Die knapp drei Kilometer lange Strecke „Santa Madrona“ führt zum Beispiel am Ufer einer salzhaltigen Lagune entlang, wo Kinder verschiedene Wasservögel wie Kormorane und Rotmilane beobachten können. Infos zu allen drei Routen unter www.balearsnatura.com/parc-natural-de-s-albufera-des-grau…

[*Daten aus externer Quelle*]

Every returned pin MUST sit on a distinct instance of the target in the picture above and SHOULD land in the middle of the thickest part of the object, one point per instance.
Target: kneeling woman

Bootstour durch den zweitgrößten Naturhafen der Welt
Auf einer Steilküste im Osten thront die Inselhauptstadt Mahón. Als besonders sehenswert gilt der langgestreckte Hafenfjord, den Familien bei einer einstündigen Bootsfahrt erkunden. Dabei geht es unter anderem vorbei an Villen, schwimmenden Muschelbänken, mehreren Eilanden sowie der Festungsanlage von Isabel II „La Mola“ aus dem 19. Jahrhundert.

Unterwegs lohnt auch der Blick nach unten: Der Glasboden eröffnet die Sicht auf Menorcas Unterwasserwelt. Hotel-Tipps: Das 3-Sterne-Grupotel Mar de Menorca in Cala Canutells sowie das 4-Sterne-Grupotel Aldea Cala´n Bosch in Son Xoriguer richten sich speziell an Familien.

Kinderwagen sind an der Rezeption ausleihbar, im Zimmer steht auf Wunsch ein Babybett bereit. Ältere Kids toben auf dem Spielplatz, basteln im Kinder-Club oder tanzen in der Mini-Disco. Im Grupotel Aldea Cala’n Bosch ermöglicht außerdem ein Babysitter-Service Eltern, abends auch einmal alleine loszuziehen.